Physical safeguards protect facilities, equipment, and assets from unauthorized access, damage, or interference. These controls apply to office locations, data centers, and any physical infrastructure supporting operations.

• Facility Access: Access to sensitive areas is restricted via secure entry mechanisms, with visitor logs and supervised access for non-employees.
• Workstation and Device Security: End-user devices are secured with screen locks, endpoint protection, and physical controls to prevent unauthorized use.
• Data Center and Infrastructure: Where physical infrastructure is utilized, environmental controls, monitoring, and access logs are maintained. Cloud service providers are evaluated for equivalent physical security controls.
• Asset Disposal: Equipment containing sensitive data is securely wiped or destroyed before disposal or repurposing.

Remote work environments adhere to comparable security standards, including secure connectivity and device management.

7. Vendor Risk Management

Third-party vendors, partners, and service providers are assessed to ensure they meet security and compliance requirements commensurate with the risk they introduce.
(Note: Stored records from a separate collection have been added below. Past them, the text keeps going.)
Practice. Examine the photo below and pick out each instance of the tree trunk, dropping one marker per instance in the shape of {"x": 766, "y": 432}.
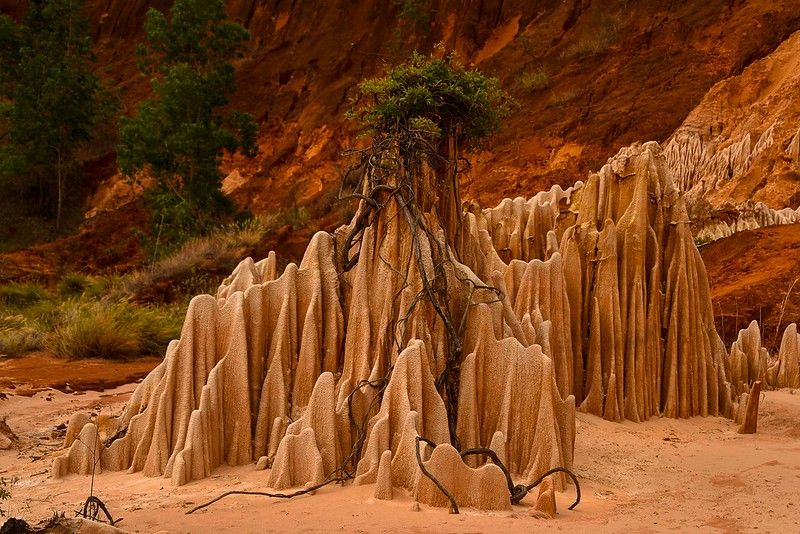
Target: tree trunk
{"x": 60, "y": 187}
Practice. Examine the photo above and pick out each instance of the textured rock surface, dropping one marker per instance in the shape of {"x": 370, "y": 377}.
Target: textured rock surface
{"x": 748, "y": 358}
{"x": 784, "y": 370}
{"x": 595, "y": 295}
{"x": 742, "y": 141}
{"x": 748, "y": 216}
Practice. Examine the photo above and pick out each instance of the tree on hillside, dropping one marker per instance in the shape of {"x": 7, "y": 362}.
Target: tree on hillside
{"x": 51, "y": 99}
{"x": 422, "y": 117}
{"x": 179, "y": 134}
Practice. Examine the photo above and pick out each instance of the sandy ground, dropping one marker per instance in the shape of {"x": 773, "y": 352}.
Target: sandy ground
{"x": 38, "y": 371}
{"x": 694, "y": 475}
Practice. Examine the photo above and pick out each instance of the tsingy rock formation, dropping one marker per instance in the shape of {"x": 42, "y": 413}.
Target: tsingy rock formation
{"x": 784, "y": 369}
{"x": 595, "y": 294}
{"x": 751, "y": 215}
{"x": 742, "y": 142}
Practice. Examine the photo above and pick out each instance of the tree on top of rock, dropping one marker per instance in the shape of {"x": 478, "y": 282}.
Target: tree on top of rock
{"x": 180, "y": 134}
{"x": 430, "y": 111}
{"x": 421, "y": 117}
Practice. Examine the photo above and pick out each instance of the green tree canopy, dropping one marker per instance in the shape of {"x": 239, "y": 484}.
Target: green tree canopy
{"x": 180, "y": 134}
{"x": 52, "y": 99}
{"x": 430, "y": 110}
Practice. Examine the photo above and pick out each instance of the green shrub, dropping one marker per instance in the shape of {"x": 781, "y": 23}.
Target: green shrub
{"x": 296, "y": 217}
{"x": 77, "y": 285}
{"x": 21, "y": 295}
{"x": 112, "y": 330}
{"x": 18, "y": 337}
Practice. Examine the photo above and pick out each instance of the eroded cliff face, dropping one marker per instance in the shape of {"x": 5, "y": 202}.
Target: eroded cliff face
{"x": 742, "y": 142}
{"x": 590, "y": 77}
{"x": 592, "y": 297}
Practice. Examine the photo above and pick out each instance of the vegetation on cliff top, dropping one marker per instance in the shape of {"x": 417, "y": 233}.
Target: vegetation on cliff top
{"x": 179, "y": 134}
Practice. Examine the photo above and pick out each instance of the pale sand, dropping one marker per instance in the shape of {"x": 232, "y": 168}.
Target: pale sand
{"x": 690, "y": 474}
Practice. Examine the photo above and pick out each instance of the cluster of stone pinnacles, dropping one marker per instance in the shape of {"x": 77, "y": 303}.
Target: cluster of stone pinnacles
{"x": 604, "y": 307}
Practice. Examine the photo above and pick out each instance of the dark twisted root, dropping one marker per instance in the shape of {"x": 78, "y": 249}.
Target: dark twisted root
{"x": 266, "y": 494}
{"x": 453, "y": 504}
{"x": 517, "y": 493}
{"x": 521, "y": 490}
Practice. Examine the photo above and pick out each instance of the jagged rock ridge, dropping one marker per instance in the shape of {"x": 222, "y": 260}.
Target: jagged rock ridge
{"x": 595, "y": 294}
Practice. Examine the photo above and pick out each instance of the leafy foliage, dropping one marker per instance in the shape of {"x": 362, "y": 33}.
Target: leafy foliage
{"x": 179, "y": 135}
{"x": 51, "y": 99}
{"x": 439, "y": 96}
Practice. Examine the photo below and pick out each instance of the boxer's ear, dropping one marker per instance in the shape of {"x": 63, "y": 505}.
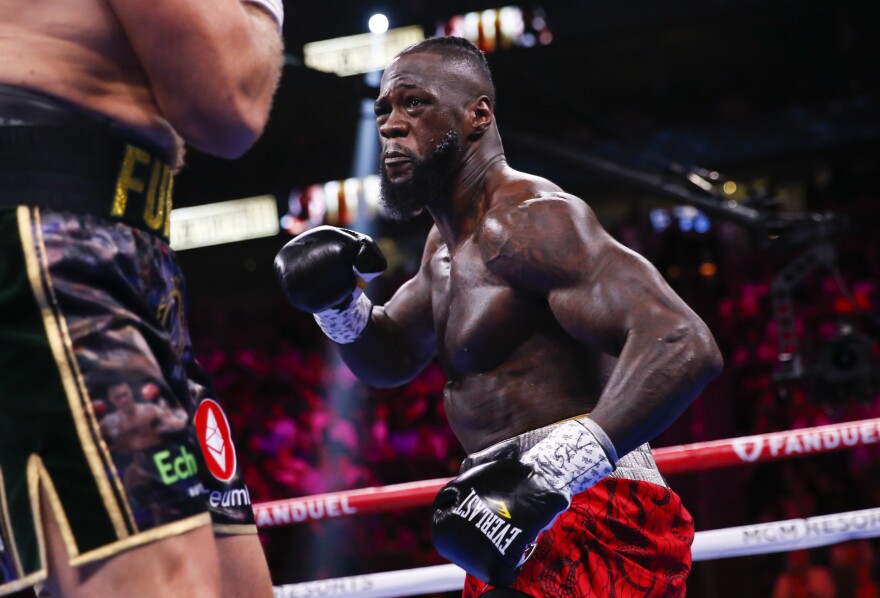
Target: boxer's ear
{"x": 481, "y": 114}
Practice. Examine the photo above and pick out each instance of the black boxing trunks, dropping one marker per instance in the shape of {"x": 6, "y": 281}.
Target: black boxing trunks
{"x": 629, "y": 535}
{"x": 102, "y": 403}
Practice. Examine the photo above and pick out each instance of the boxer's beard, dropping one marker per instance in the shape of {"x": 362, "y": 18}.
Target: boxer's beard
{"x": 429, "y": 179}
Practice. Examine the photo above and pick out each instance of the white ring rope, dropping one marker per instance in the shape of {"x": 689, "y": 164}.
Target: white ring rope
{"x": 761, "y": 538}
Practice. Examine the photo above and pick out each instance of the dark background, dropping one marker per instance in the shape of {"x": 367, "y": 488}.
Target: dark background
{"x": 780, "y": 96}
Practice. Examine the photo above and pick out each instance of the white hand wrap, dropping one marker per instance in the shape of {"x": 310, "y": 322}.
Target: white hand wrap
{"x": 275, "y": 8}
{"x": 574, "y": 456}
{"x": 345, "y": 325}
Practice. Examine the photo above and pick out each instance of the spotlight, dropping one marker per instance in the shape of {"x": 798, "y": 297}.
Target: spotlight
{"x": 378, "y": 24}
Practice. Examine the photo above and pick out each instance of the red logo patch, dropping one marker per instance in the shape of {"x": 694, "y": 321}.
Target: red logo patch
{"x": 216, "y": 440}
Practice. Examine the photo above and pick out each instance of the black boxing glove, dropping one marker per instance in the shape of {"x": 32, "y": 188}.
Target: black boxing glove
{"x": 487, "y": 519}
{"x": 323, "y": 271}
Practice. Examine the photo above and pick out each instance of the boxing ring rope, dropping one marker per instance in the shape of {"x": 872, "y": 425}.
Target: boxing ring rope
{"x": 763, "y": 538}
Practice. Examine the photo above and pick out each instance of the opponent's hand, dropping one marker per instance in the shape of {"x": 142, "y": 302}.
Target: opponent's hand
{"x": 322, "y": 268}
{"x": 486, "y": 519}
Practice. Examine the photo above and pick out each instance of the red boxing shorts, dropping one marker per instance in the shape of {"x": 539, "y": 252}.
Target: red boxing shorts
{"x": 619, "y": 538}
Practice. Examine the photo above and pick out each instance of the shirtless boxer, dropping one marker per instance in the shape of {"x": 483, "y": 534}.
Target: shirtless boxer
{"x": 519, "y": 295}
{"x": 97, "y": 99}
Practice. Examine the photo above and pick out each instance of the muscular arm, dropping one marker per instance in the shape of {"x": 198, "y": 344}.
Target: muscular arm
{"x": 610, "y": 297}
{"x": 399, "y": 340}
{"x": 213, "y": 67}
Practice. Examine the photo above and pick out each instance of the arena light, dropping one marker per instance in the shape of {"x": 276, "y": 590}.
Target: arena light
{"x": 499, "y": 28}
{"x": 224, "y": 222}
{"x": 340, "y": 203}
{"x": 359, "y": 54}
{"x": 378, "y": 24}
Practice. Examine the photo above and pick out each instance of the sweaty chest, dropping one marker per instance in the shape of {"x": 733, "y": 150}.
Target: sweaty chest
{"x": 480, "y": 320}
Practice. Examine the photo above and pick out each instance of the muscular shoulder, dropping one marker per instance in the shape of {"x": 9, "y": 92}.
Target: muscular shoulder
{"x": 543, "y": 239}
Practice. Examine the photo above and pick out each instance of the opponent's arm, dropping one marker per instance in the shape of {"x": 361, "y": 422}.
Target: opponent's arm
{"x": 213, "y": 66}
{"x": 606, "y": 295}
{"x": 322, "y": 272}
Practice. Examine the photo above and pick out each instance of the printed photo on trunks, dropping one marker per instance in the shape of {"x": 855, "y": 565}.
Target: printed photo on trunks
{"x": 215, "y": 440}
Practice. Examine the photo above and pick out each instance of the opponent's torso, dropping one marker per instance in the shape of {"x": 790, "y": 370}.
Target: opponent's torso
{"x": 510, "y": 365}
{"x": 76, "y": 50}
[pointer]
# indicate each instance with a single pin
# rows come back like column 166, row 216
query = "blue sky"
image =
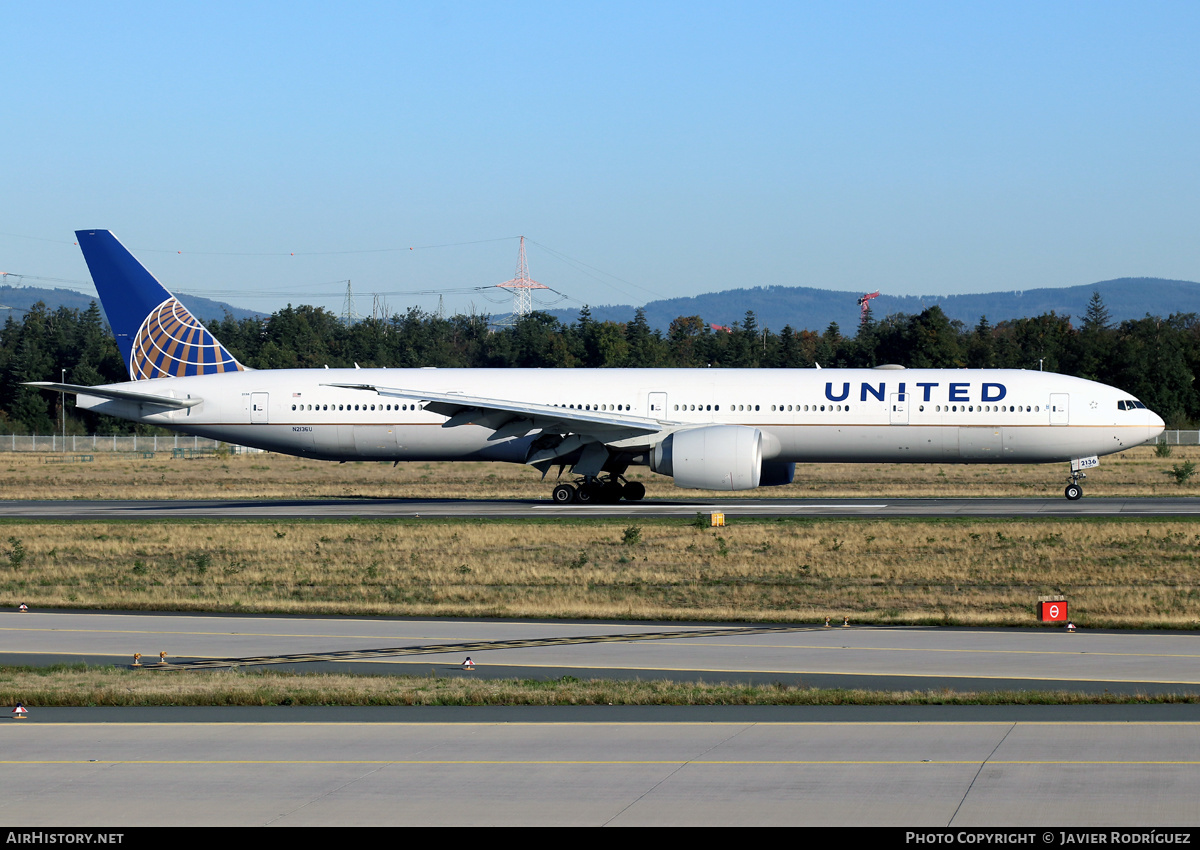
column 647, row 150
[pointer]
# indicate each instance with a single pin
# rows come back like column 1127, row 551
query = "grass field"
column 1125, row 573
column 35, row 476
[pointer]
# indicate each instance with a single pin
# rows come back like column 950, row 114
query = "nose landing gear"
column 1074, row 489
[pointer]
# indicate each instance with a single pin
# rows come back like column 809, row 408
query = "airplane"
column 707, row 429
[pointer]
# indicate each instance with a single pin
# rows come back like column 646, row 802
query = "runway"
column 292, row 771
column 397, row 508
column 756, row 765
column 865, row 657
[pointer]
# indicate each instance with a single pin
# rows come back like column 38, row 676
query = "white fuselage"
column 813, row 414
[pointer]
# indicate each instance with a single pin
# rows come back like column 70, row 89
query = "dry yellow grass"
column 1120, row 573
column 29, row 476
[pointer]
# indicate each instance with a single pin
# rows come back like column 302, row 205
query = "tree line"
column 1152, row 358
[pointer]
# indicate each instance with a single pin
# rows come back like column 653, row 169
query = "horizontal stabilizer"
column 117, row 395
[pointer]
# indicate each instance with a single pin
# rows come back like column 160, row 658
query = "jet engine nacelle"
column 712, row 458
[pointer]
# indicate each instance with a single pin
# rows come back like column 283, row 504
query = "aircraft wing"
column 117, row 395
column 516, row 419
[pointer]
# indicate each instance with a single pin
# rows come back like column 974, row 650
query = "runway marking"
column 693, row 508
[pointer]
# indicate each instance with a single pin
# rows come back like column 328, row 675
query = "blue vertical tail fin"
column 156, row 334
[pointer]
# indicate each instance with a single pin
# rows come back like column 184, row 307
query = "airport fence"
column 93, row 443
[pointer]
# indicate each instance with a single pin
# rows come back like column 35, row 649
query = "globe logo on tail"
column 172, row 342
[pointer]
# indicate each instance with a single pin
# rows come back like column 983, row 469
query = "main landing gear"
column 595, row 490
column 1074, row 489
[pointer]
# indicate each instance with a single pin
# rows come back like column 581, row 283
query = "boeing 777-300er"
column 708, row 429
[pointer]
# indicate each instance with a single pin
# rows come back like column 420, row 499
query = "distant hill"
column 803, row 307
column 13, row 298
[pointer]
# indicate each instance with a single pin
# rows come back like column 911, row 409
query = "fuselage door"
column 1059, row 408
column 258, row 407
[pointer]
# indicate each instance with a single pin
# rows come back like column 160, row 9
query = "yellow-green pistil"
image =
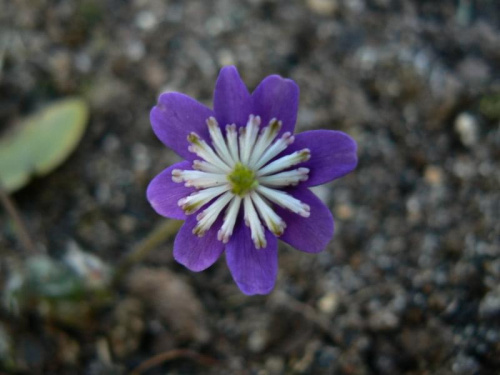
column 242, row 180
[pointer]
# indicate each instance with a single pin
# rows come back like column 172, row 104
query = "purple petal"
column 276, row 97
column 254, row 270
column 232, row 102
column 310, row 234
column 163, row 194
column 197, row 253
column 333, row 155
column 174, row 117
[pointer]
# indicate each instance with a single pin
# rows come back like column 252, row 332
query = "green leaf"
column 41, row 142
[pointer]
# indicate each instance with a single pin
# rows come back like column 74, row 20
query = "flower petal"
column 197, row 253
column 175, row 117
column 163, row 194
column 232, row 102
column 310, row 234
column 253, row 270
column 333, row 155
column 277, row 97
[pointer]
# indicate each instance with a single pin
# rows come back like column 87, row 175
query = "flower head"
column 245, row 179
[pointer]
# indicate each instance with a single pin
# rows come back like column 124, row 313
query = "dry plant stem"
column 159, row 235
column 172, row 355
column 22, row 232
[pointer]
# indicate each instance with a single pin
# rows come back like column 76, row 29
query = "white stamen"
column 267, row 135
column 273, row 222
column 285, row 162
column 248, row 135
column 219, row 142
column 203, row 150
column 201, row 165
column 252, row 151
column 232, row 141
column 252, row 220
column 199, row 179
column 229, row 220
column 193, row 202
column 273, row 150
column 285, row 178
column 210, row 214
column 285, row 200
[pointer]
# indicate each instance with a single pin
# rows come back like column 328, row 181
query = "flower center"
column 243, row 172
column 242, row 180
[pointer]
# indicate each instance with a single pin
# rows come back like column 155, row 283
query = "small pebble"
column 467, row 127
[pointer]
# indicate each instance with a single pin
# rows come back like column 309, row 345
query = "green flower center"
column 242, row 180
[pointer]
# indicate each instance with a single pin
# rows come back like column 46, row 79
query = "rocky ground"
column 410, row 283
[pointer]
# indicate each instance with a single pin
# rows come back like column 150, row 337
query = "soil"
column 410, row 283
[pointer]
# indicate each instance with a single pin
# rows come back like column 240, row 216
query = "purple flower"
column 245, row 179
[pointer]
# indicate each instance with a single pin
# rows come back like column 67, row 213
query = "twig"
column 172, row 355
column 159, row 235
column 22, row 232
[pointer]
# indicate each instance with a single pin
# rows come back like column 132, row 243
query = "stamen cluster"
column 242, row 171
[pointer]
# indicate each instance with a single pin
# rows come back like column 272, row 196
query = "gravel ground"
column 410, row 283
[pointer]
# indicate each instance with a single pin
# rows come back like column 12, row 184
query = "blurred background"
column 410, row 282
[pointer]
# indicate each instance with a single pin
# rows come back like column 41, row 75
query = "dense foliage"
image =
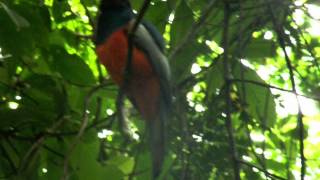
column 239, row 67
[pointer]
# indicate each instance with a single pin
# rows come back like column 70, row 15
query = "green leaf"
column 215, row 79
column 260, row 48
column 181, row 24
column 85, row 164
column 260, row 101
column 158, row 14
column 73, row 68
column 18, row 20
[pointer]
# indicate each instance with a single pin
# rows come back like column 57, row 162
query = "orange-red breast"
column 149, row 82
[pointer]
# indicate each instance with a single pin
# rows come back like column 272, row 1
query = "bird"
column 149, row 82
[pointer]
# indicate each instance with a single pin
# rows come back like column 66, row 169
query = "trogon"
column 148, row 86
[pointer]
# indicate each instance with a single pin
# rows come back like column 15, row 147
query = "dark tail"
column 157, row 139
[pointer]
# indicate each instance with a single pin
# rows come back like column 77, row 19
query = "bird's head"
column 114, row 4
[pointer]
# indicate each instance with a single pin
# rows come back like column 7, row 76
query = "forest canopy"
column 246, row 82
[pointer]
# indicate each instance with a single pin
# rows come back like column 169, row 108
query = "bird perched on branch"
column 148, row 83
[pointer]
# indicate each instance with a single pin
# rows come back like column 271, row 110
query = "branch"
column 128, row 69
column 83, row 126
column 281, row 39
column 228, row 83
column 193, row 30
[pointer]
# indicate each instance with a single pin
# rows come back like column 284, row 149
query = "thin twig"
column 274, row 87
column 273, row 176
column 38, row 143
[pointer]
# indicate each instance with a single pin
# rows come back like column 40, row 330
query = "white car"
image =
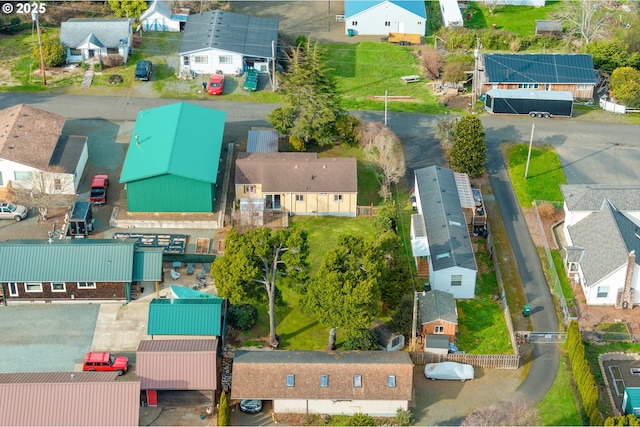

• Risk Assessment: Vendors with access to sensitive data, critical systems, or infrastructure undergo due diligence reviews prior to engagement.
• Contractual Requirements: Agreements include security obligations, incident notification provisions, and rights to audit or review security practices.
• Ongoing Monitoring: Vendor security posture is periodically reassessed to identify changes in risk profile. Critical vendors are subject to continuous oversight.
• Supply Chain Considerations: Subcontractors and downstream dependencies are evaluated as part of the vendor management program.

The organization maintains an inventory of key vendors and applies tiered oversight based on risk classification.

8. Security Awareness and Training

All personnel receive security awareness training upon onboarding and periodically thereafter. Training covers topics such as phishing recognition, social engineering, data protection, and incident reporting. Role-specific training is provided for personnel with elevated access or specialized responsibilities.

Regular communications and simulated exercises reinforce a culture of security mindfulness.

9. Policy Compliance and Enforcement

Adherence to this Cybersecurity Policy is mandatory. Violations may result in disciplinary action, up to and including termination of employment or contractual relationships. Suspected violations or security concerns must be reported through designated channels.

This policy is reviewed and approved by leadership to ensure alignment with organizational objectives and evolving threats.